Belarusian authorities expect economic growth to resume due to oil refining modernisation

The situation has not changed
Belarusian authorities expect economic growth to resume due to oil refining modernisation

The president regards the oil industry as a critical factor in preserving the existing socio-economic model. However, former presidential administration head Kosinets’ appointment as supervisor of the modernisation at Belarusian refineries is unlikely to either to speed up the modernisation, or retain the share of oil refining in GDP and export proceeds.

At a meeting on strategic development of the Belarusian oil refinery President Lukashenka talked, inter alia, about tasks assigned to the recently appointed Presidential Aid Alexander Kosinets.

The Belarusian leadership has criticised delays with the technical re-equipment at the Belarusian refineries in the context of failed modernisation projects in order to dilute the responsibility for derailed plans.

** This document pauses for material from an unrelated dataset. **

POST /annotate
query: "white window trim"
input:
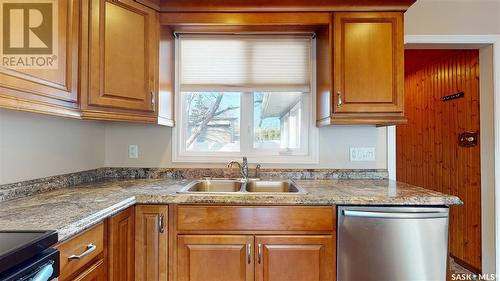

Indeed, many modernisation initiatives in the Belarusian industry had been derailed due to miscalculations by the state administration (e.g. cement production and woodworking).

The authorities aimed to complete the technical re-equipment at the refinery in 2016, however, these plans had been derailed, most likely to due to the cuts in the Russian oil supplies (by circa 20%) amid the oil and gas dispute, which lowered revenues from petrochemical sales; and due to the fall in oil prices on the world market. That said, the oil and gas dispute lasted for a while due to the Belarusian authorities’ refusal to agree to Russian terms. In addition, Belarus lacks own funds for the modernisation and has a critical attitude towards tied Chinese loans. In fact, some modernisation failures in the cement industry were due to the poor quality of the supplied Chinese equipment.

The president regards the oil industry as the key element in preserving the existing socio-economic model. In the 2000s, thanks to oil and gas rents, Belarus saw an economic boom, which allowed the authorities to talk about a unique social and economic model built by the country’s first president and ensure the state aid to other low-profit (and unprofitable) economic sectors. The new assistant to the president and former head of the presidential administration Kosinets is one of the most loyal executives in Lukashenka’s circle. Perhaps, the president expects that Kosinets, being an outsider in the petrochemical industry, would be able to take oil workers in hand. That said, while serving as the head of the Vitebsk region, Kosinets had failed to ensure the successful modernisation at the Vitebskdrev woodworking.

Overall, the Belarusian leadership expects the oil prices on the world market to go up, which would allow to preserve the Belarusian economy unreformed.